Die berechtigte Frage nach dem Sinn einer Ausstellung über Jazz, dessen strukturelle Lebendigkeit musealer Verengung so sehr entgegensteht, wird klar beantwortet: Ja, so macht es Sinn. Den Ausstellungsmachern war klar, daß Jazz nicht dargestellt werden kann ohne seine unmittelbare Anwesenheit selbst. Die parallel stattfindenden Konzerte in dem eigens eingerichteten Raum in der Mathildenhöhe finden nicht nur wegen der großen Namen oder bestechenden Insider-Qualitäten der Bands großen Anklang. Nach dem Gang durch die Geschichte hocken die Besucher mit geschärften Sinnen dicht an dicht und hören den zeitgenössischen Jazz-Klängen viel konzentrierter zu als bei jedem anderen Jazz-Konzert.
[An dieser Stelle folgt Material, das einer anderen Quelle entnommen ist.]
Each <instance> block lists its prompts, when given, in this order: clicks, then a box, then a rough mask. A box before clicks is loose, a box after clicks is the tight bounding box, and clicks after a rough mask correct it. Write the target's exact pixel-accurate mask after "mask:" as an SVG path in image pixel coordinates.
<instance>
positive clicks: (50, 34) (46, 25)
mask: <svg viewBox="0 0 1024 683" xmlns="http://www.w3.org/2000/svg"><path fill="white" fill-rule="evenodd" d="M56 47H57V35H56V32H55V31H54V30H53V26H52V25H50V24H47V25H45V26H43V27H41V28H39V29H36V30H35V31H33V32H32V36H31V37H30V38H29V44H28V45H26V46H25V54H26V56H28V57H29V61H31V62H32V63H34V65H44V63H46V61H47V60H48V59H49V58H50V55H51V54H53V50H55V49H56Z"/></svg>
Das Darmstädter Projekt spannt einen weiten historischen Bogen. Er reicht von Johnny Steins „Original Dixieland Jazz Band“ bis zum „Art Ensemble of Chicago“, von der Blues-Sängerin „Bessy Smith“ bis zur Schlagzeugerin „Marylin Mazur“. Neben der amerikanischen Geschichte ist ein wesentlicher Teil dem europäischen Jazz gewidmet, die klassischen Stile und Formen werden ergänzt durch extreme Grenzbereiche des Jazz. Das alles fügt sich so schlüssig aneinander, daß man fast die Lücken vergißt, die Vertiefungen, die Verflachungen, die Widersprüche und Entwicklungen in den Personen, in der Musik selbst: Jazz als Corporate Identity, dahinter aber verbirgt sich erst das Geheimnis seines Erfolgs. In diesem Sinne ist die Ausstellung mehr Herausforderung als Erfüllung, auf jeden Fall eine bislang einmalige Chance für den Zugang zum Sound des 20.Jahrhunderts.
„That's Jazz - Der Sound des 20.Jahrhunderts“ Darmstadt, Mathildenhöhe, Tel. 06151/132778, vom 29.Mai bis 28.August, täglich von 10 bis 18 Uhr. Ausstellungskatalog 60 Mark, Veranstaltungsprogramm (Filme, Konzerte, Workshops).